A number of fossil species are also known, extending back into the mid-Cretaceous (Albian).

==Fishery and conservation effort==
Currently, no effort is being made to conserve the family Callorhinchidae, but the species are heavily fished for food in South America. Because of this, they are extremely susceptible to being overfished. The greatest risk to this species is trawling or net fishing. Using this method, large numbers are caught quickly. Once caught, the fish are sold as whitefish or silver trumpeter fillets.
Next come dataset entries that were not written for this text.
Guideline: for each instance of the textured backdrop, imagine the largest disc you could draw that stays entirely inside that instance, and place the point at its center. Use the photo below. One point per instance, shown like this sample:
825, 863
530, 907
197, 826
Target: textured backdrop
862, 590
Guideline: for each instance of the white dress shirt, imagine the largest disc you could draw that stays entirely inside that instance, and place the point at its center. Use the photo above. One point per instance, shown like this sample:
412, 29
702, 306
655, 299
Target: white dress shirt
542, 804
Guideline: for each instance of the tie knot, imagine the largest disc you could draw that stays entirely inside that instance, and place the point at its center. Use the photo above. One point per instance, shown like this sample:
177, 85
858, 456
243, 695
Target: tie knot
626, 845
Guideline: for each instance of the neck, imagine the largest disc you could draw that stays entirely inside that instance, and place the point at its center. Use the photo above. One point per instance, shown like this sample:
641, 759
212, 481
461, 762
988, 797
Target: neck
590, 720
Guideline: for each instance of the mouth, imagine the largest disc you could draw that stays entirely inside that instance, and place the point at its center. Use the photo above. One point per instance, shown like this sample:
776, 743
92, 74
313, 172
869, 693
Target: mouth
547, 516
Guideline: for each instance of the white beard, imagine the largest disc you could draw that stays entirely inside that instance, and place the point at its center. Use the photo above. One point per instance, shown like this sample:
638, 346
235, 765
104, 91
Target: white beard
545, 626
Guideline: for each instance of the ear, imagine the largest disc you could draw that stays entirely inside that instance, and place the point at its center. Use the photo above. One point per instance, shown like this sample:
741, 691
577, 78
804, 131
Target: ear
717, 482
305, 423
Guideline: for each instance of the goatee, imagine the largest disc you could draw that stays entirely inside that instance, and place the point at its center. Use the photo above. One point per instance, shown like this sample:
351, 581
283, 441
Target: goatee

The most common location of export is Australia. Under the IUCN, two of the three extant species of Callorhinchidae are listed as least concern, as they remain common. Callorhinchus callorynchus is listed as Vulnerable. While fishing quotas are in place in Australia and New Zealand, this is the furthest that the conservation effort spans. Rarely, they are caught to be placed in aquaria, but this is much less common than fishery for food.